By Paddy Smith www.7days.ae
At the weekend, Apple’s iPad launched in the US. We’ve read plenty about it already, but I’m sure you all know it’s the one everyone said looked like a giant iPod Touch – or iPhone despite the fact that it doesn’t make calls.
When Apple launches a new product – a new design, a new concept – the world gathers together to coo and ooh and aah. It’s the technological equivalent of a fireworks display.
The pyrotechnics at the opening display of Burj Khalifa would be a fair comparison.
While the buying public congregate at Apple’s shops, or online, to see what the fuss is about, the company keeps its cards close to its chest.
Rarely is a preview model sent out to journalists.
Rarely is there any actual experience of using the device prior to it going on sale. And every time Apple launches a new product, this sends bloggers, hacks, analysts, fanboys and pundits into a froth of rumour and speculation. It’s the best publicity any company could hope for.
But then, Apple’s recent track record is near flawless.
No other company can engage the level of excitement it can with a new product, nor sustain it for so long, nor – in most cases – deliver something that almost lives up to impossible expectations.
So it was surprising that the pre-launch frenzy for the iPad was more of a high simmer than the usual full-on boil.
Yes, there were rumours and speculation. Yes, there was a guy who camped out for two days to be first in line. Yes, it was mainstream headline news.
But, for the first time in five years (a long time in technology – the iPod is not yet ten, and the first model of that looks positively antiquated), it was not an extravagant firework display.
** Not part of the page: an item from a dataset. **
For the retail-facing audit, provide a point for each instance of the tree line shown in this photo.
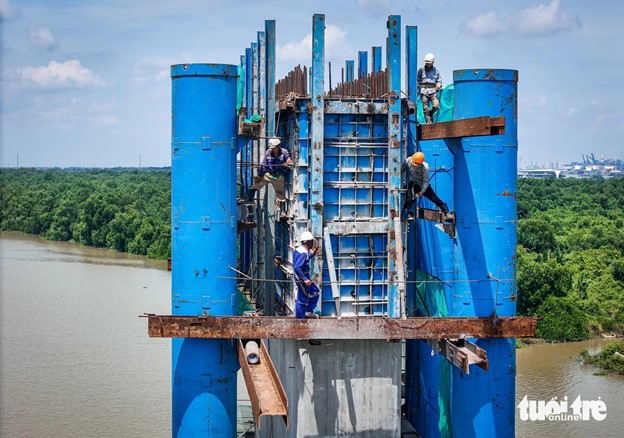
(126, 210)
(570, 241)
(571, 256)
When the iPad was announced back in January, the reaction was muted. Many people couldn’t find the hole in their lives Apple wanted to plug. Some joked about the name. Others moaned about the lack of multitasking or USB ports. And Apple, which usually sits back to watch the plaudits roll in, has gone out of its way to try to steer the iPad boat back on to the right tack.
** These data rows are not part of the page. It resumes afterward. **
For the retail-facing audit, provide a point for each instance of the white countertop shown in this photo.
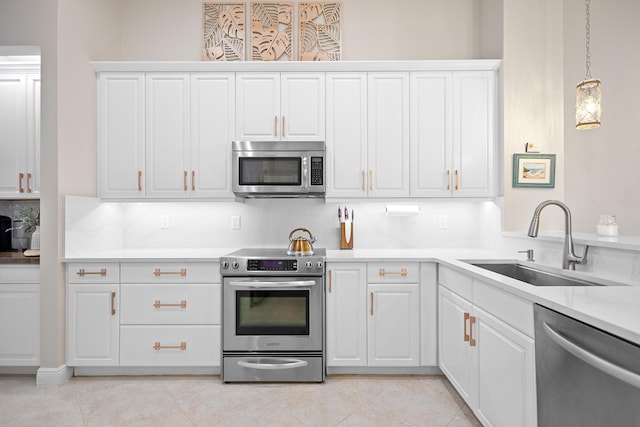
(614, 308)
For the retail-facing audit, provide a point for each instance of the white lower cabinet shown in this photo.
(19, 315)
(489, 362)
(375, 324)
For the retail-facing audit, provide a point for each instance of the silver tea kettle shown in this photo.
(301, 245)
Preview units have been sent out to journalists, who have written nice things. And the techie-luvvie Apple fanboy of the moment, Stephen Fry, was invited to HQ to play with an iPad and chat with a list of top execs, all of whom are bona fide members of the gadget hall of fame.
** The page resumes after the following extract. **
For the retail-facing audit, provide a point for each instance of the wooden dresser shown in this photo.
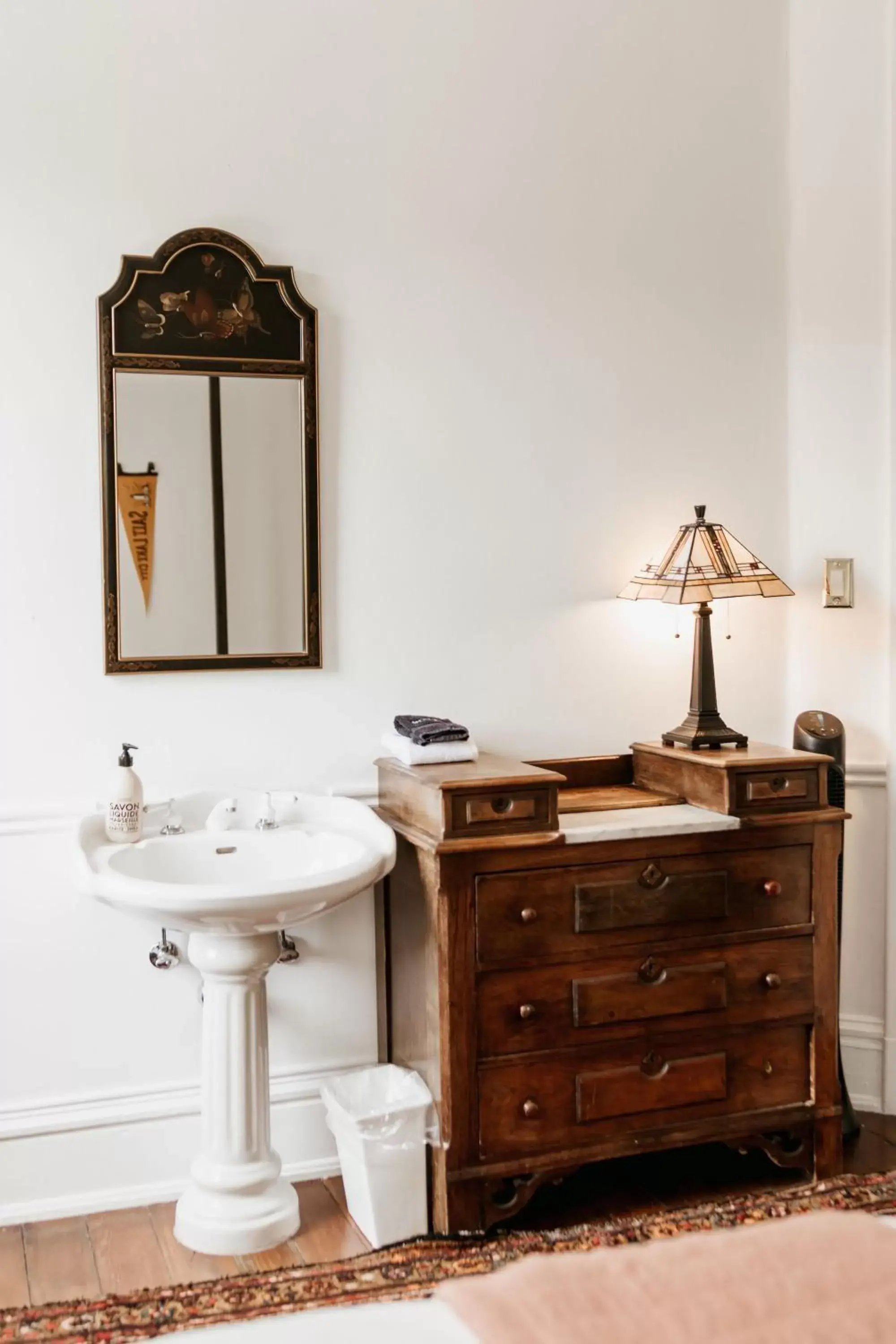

In the week before a big launch, getting the top brass of any company to be in the same building at the same time would be a struggle, let alone with other people in attendance.
Yet they made it happen for Stephen, perhaps because he had been commissioned to write a long, fawning piece in Time magazine.
Is Apple nervous about the success of its new idea?
Probably not, but Apple is not as complacent as it once was.
The iPad may have to work for its success a little more than Apple thought.